The output dim of the embedding layer isn't right. I'm guessing this is what makes Reshape throw the error. model.output.shape and model.output_shape do not have the same dimension.

model = Sequential()
model.add(Embedding(257, 128, input_shape=(50, 5)))
print model.output_shape # => (None, 50, 128) should be (None, 50, 5, 128)
print model.ouput.shape # => TensorShape([Dimension(None), Dimension(50), Dimension(5), Dimension(128)])
stale[bot] commented 7 years ago

This issue has been automatically marked as stale because it has not had recent activity. It will be closed after 30 days if no further activity occurs, but feel free to re-open a closed issue if needed.

greenli0511 commented 7 years ago

I have the same problem. As @suryasumukh said, "the output dim of the embedding layer isn't right".

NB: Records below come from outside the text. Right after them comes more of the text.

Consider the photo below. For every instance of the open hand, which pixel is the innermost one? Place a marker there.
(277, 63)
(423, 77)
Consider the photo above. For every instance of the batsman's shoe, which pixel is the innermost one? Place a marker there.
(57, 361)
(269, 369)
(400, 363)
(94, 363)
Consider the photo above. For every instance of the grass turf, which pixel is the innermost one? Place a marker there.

model.add(Embedding(257, 128, input_shape=(50, 5)))
print model.output_shape # => (None, 50, 128) should be (None, 50, 5, 128)
print model.ouput.shape # => TensorShape([Dimension(None), Dimension(50), Dimension(5), Dimension(128)])
model.add(Reshape(50,2,64)) # this would work
model.add(Reshape(50,5*128,1)) # this would give the error "total size should not be changed"

However, although that reshape can work, it gives an error with "Incompatible shapes" at the end. I have no idea how to workaround. It seems that this may be a bug in keras.